As to why he’s said it, that’s easy enough. Now that he’s made his cash from flogging fish finger sandwiches he wants something more than mere lucre. A gong or three, social relevance, perhaps to be hailed as the saviour of the nation. He’s picked obesity as his cause. He’s also heard summat about this “productivity” stuff. It really is the determinant of the wealth of the nation - how much we produce per hour of work is how much we can consume per hour worked - it’s the wealth of the nation.
But because the dolt - who should begone - doesn’t know that productivity is production per hour worked and therefore doesn’t change if we add more production hours (or, rather, doesn’t change for that reason alone) he makes this ignorant claim.
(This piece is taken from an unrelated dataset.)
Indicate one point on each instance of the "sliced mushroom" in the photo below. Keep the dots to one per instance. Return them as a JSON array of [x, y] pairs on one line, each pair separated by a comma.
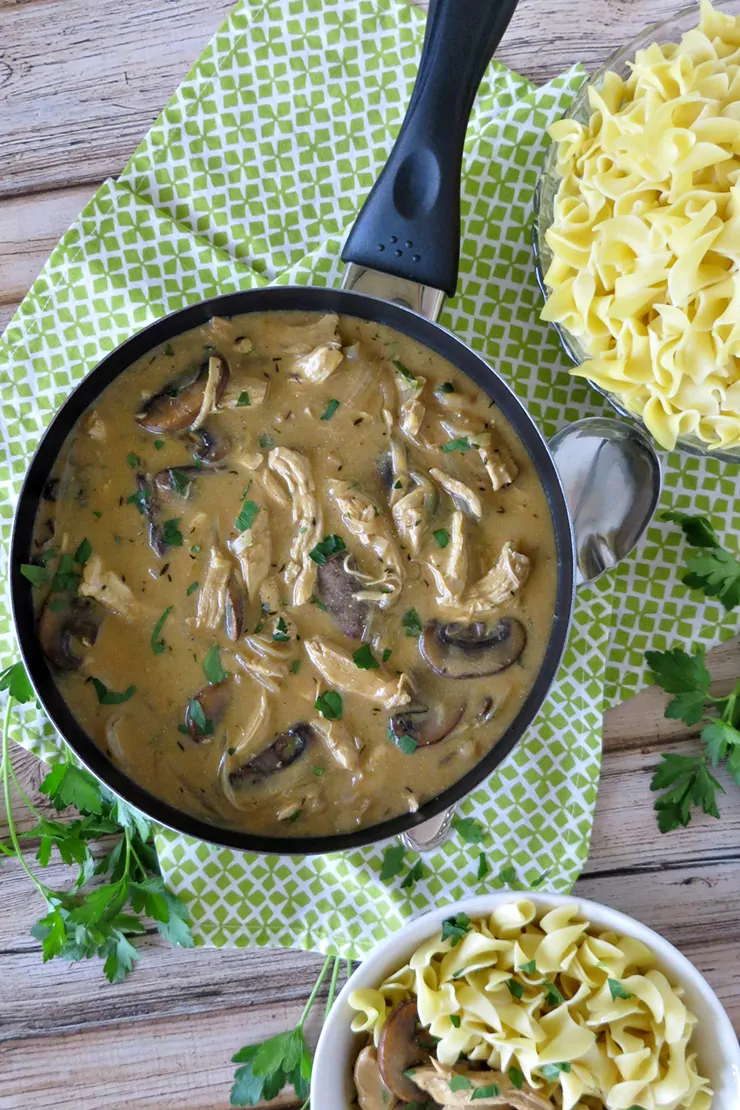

Because, you see, Our ‘Enery (or Henners to those of us who also went to public school) just doesn’t know what he’s talking about.
Which ain’t when you come to think of it, a grand way to start designing public policy, is it? But then that all too many do exactly this gives us a clue as to why we’re in the position we are…..
Fixing the pensions problem is simple to state.
1 Retirement has to be funded from deferred income. So you'll have to work longer as a %age of life expectancy or have a lower income upon retirement.
2 That deferred income has to be invested in actual productive assets.
Both are tricky for politicians as 1 people want to live at others expense.
2 much less scamming opportunities if the funny money goes.
Henry's scheme could make production worse. The vast majority of the UK is not obese and not presenting to the NHS for help with the conditions he mentions. The productive way to get food you like is to work hard and productively and then pay the chef at the pub to make you a full English breakfast. The specialist who is good at it. If that's banned you might decide to work less hard, buy the ingredients and cook them yourself, which not going to employ a specialist.
Same applies to any intervention where what is produced efficiently is taxed or banned into being consumed less or at home.